Problem
I have an XML file that I would like to parse in R. I know that this file is not corrupted because the following Python code seems to work:
>>> import xml.etree.ElementTree as ET
>>> xml_tree = ET.parse(PATH_TO_MY_XML_FILE)
>>> do_my_regular_xml_stuff_that_seems_to_work_no_problem(xml_tree)
Now, when I try to run the following code in R, I get an error message:
> library("XML")
> xml_tree <- XML::xmlParse(PATH_TO_MY_XML_FILE)
Error in nchar(text_repr): invalid multibyte string, element 1
Traceback:
Alright, maybe the parser doesn't recognize the encoding. Luckily this should be specified in a decent XML file. So, I go to my shell and check:
$ head -n1 PATH_TO_MY_XML_FILE
??<?xml version="1.0" encoding="utf-16"?>
Now, I can go back to R and explicitly pass on the encoding, only to face the next error message where I got stuck now:
> library("XML")
> xml_tree <- XML::xmlParse(PATH_TO_MY_XML_FILE, encoding='UTF-16')

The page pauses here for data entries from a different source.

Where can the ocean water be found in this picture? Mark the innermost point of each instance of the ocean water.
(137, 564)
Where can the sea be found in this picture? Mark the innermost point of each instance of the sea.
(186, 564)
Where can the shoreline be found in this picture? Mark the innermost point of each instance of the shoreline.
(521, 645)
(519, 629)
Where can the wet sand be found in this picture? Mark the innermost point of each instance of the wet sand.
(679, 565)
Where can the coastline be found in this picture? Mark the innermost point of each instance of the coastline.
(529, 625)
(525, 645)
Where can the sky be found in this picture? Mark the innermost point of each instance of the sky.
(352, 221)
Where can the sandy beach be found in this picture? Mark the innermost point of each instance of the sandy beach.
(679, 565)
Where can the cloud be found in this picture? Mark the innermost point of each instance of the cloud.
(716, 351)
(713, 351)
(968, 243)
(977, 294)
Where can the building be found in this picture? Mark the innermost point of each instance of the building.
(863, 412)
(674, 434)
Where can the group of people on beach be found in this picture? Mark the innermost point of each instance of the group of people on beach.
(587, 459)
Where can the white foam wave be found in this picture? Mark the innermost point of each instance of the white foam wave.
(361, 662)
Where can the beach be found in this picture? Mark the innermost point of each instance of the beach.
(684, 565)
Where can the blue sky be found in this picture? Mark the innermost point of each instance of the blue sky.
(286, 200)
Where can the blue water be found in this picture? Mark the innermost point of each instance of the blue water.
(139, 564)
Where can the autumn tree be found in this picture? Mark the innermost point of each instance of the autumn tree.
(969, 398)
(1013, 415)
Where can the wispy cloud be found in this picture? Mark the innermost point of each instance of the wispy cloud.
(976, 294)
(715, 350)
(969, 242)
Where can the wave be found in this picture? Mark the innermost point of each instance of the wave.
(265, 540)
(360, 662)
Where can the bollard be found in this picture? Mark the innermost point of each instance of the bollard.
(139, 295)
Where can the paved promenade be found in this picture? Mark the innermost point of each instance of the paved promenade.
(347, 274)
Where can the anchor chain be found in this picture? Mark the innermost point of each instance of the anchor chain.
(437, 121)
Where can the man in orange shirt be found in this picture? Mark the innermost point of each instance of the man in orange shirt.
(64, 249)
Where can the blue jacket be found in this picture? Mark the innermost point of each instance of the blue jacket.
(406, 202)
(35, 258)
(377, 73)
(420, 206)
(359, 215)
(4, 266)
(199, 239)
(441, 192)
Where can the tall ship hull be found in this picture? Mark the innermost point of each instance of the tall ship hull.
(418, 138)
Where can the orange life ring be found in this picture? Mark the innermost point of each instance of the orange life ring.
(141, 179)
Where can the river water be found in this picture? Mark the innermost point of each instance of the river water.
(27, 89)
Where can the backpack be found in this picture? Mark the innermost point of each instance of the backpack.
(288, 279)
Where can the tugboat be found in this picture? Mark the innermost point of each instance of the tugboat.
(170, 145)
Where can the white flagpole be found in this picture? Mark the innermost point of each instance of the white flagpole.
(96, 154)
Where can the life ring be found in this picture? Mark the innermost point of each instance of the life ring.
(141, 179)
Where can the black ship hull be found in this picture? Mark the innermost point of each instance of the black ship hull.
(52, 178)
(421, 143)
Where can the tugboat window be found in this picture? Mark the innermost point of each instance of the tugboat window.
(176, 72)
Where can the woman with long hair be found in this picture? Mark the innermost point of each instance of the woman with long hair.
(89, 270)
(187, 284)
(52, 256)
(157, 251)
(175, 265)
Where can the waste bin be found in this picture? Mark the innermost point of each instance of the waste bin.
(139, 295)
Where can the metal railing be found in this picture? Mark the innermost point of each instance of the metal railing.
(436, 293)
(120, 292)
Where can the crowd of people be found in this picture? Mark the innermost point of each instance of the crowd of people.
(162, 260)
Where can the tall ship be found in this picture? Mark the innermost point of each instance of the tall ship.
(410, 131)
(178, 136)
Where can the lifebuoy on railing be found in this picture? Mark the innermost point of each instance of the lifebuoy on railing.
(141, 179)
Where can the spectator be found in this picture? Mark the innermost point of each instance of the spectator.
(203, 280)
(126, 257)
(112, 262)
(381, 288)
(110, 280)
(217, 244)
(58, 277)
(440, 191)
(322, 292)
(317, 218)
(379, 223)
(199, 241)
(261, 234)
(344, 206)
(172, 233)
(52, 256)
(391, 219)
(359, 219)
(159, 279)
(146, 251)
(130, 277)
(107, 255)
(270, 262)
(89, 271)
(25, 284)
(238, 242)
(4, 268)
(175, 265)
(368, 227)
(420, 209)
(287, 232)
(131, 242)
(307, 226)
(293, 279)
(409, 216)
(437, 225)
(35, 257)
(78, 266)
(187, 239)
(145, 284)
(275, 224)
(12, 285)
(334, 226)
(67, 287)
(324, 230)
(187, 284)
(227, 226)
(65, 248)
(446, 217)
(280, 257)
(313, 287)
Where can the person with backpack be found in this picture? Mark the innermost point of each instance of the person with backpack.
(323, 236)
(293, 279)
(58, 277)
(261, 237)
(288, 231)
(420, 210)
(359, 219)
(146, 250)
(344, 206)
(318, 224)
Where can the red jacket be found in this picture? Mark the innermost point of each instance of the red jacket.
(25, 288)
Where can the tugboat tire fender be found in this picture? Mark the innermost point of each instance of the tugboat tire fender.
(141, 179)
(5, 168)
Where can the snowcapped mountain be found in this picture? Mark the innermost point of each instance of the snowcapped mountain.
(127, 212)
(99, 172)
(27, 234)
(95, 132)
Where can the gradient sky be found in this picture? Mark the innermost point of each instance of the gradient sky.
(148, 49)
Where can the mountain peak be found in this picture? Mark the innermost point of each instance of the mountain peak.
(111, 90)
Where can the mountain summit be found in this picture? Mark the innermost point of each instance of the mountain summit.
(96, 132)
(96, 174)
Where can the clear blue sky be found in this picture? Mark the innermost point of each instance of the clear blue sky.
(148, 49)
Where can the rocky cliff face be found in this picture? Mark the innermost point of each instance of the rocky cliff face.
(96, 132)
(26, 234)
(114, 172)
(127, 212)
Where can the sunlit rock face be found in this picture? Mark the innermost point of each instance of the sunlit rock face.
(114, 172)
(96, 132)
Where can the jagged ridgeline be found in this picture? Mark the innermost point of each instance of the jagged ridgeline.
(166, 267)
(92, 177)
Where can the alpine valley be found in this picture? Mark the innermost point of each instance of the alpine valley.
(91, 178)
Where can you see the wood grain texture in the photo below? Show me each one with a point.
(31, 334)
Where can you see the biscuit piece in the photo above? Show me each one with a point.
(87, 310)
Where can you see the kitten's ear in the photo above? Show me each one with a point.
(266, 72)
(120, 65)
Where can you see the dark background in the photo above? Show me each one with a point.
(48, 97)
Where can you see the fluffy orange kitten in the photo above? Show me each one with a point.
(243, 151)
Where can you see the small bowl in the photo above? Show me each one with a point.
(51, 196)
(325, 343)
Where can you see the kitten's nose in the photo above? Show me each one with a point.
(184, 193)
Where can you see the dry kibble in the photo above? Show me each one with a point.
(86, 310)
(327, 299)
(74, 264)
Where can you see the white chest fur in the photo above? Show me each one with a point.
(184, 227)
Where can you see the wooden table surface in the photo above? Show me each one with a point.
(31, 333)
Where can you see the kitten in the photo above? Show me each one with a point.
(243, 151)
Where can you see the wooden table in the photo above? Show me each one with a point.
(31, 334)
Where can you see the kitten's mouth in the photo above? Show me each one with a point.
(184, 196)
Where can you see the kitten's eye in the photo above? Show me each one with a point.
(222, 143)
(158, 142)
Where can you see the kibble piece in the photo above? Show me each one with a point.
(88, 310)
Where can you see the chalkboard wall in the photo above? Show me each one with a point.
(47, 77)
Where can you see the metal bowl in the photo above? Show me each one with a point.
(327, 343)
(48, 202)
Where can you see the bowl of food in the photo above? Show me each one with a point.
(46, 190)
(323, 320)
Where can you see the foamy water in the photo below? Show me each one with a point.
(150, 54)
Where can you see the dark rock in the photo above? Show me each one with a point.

Start tag expected, '<' not found
Error: 1: Start tag expected, '<' not found
Traceback:
1. XML::xmlParse(filePath, encoding = "UTF-16")
2. (function (msg, ...)
. {
. if (length(grep("\\\n$", msg)) == 0)
. paste(msg, "\n", sep = "")
. if (immediate)
. cat(msg)
. if (length(msg) == 0) {
. e = simpleError(paste(1:length(messages), messages, sep = ": ",
. collapse = ""))
. class(e) = c(class, class(e))
. stop(e)
. }
. messages <<- c(messages, msg)
. })(character(0))
A last attempt to check (in R) if the file is in fact "UTF-16" encoded yields:
> f <- file(filePath, 'r', encoding = "UTF-16")
> firstLine <- readLines(f, n=1)
> close(f)
> print(line)
[1] "<?xml version=\"1.0\" encoding=\"utf-16\"?>"
Which looks just about right to me.
Question(s)
Does anyone know what is happening here? Is this a bug from the XML library? Is the file maybe not 'UTF-16' encoded, even though it claims it is? What are the two question marks ??
that I see when I print the file into the shell? These question marks don't appear when reading in the file properly...